In [1]:
import clip
import torch
import numpy as np
import transformers
from tqdm import tqdm
import PIL

In [2]:
# # works only with old version of transformers
# !pip install -U transformers==4.37.1

In [3]:
# # there is a bug in ipykernel that prevents downloading of BAAI/bge-large-en-v1.5, so we need to be sure that it is updated
# # https://github.com/huggingface/xet-core/issues/526
# !pip install -U ipykernel>=7.1.0

# Calculate Metrics for UForm Model

In [4]:
def get_metrics_txt_emb(text):
    METRICS_TXT_EMB_MODEL_NAME = "BAAI/bge-large-en-v1.5"

    tokenizer = transformers.AutoTokenizer.from_pretrained(METRICS_TXT_EMB_MODEL_NAME)
    model = transformers.AutoModel.from_pretrained(METRICS_TXT_EMB_MODEL_NAME)
    model.eval()
    
    encoded_input = tokenizer([text], padding=True, truncation=True, return_tensors='pt')
    
    with torch.no_grad():
        model_output = model(**encoded_input)
        sentence_embeddings = model_output[0][:, 0]

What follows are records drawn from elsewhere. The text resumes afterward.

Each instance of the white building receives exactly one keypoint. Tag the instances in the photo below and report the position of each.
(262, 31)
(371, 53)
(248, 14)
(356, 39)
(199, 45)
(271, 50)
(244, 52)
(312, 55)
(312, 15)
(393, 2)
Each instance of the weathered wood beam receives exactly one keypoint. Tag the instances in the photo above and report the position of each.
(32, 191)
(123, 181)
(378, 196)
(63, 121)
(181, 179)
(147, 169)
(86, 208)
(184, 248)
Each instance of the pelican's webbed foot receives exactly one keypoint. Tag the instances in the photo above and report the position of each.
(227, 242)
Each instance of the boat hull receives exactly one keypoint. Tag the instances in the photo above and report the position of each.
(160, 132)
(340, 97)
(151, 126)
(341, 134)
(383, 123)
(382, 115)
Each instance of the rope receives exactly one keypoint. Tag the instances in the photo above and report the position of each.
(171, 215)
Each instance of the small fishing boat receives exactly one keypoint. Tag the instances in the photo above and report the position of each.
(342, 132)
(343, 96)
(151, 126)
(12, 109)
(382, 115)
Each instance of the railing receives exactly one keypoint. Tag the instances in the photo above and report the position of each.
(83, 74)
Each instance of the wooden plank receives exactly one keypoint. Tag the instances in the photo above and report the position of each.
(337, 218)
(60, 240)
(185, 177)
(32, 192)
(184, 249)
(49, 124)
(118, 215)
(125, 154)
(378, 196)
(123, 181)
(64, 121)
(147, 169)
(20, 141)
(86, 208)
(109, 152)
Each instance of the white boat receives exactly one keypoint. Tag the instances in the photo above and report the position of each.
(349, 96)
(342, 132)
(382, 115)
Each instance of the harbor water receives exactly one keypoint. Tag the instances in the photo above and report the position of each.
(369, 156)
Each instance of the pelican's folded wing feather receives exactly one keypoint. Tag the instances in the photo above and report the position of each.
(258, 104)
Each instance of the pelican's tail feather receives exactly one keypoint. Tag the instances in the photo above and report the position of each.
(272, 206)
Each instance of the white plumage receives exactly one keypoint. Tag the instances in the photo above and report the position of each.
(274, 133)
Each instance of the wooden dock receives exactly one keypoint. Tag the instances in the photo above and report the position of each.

    return torch.nn.functional.normalize(sentence_embeddings, p=2, dim=1)[0].numpy()

## Load Data

In [5]:
def load_image_markup(file_path):
    data = []
    with open(file_path, "r", encoding="utf-8") as f:
        while True:
            line = f.readline()
            if len(line) == 0:
                break
            sep_ind = line.find("\"")
            path = ("../" + line[:sep_ind]).strip()
            desc = line[sep_ind + 1:].strip()[:-1]
            data.append((path, desc))
    return data


img_markup = load_image_markup("../data/matching_images.txt")

## Metrics

In [6]:
def calc_metrics(markup, model, processor_obj, threshold):
    PROMPT = "List the objects in the photo in one sentence, no information about background needed"

    text_list = [markup_line[1].lower() for markup_line in markup]
    # some descriptions are the same or mostly same (start from the same words)
    unique_indices = []
    for idx in range(len(text_list)):
        if idx == 0:
            unique_indices.append(idx)
            continue
        prev_started = any(txt.startswith(text_list[idx]) for txt in text_list[:idx])
        current_started = any(text_list[idx].startswith(txt) for txt in text_list[:idx])
        if prev_started or current_started:
            continue
        unique_indices.append(idx)
    unique_text_list = [text_list[idx] for idx in unique_indices]
    emb_unique_text_list = [get_metrics_txt_emb(txt) for txt in unique_text_list]

    tp = 0
    fp = 0
    tn = 0
    fn = 0
    for img_idx, markup_line in enumerate(markup):
        inputs = processor_obj(text=[PROMPT], images=[PIL.Image.open(markup_line[0])], return_tensors="pt")
        with torch.inference_mode():
             output = model.generate(
                **inputs,
                do_sample=False,
                use_cache=True,
                max_new_tokens=256,
                eos_token_id=151645,
                pad_token_id=processor_obj.tokenizer.pad_token_id
                
            )

        prompt_len = inputs["input_ids"].shape[1]
        decoded_out = processor_obj.batch_decode(output[:, prompt_len:], skip_special_tokens=True)[0]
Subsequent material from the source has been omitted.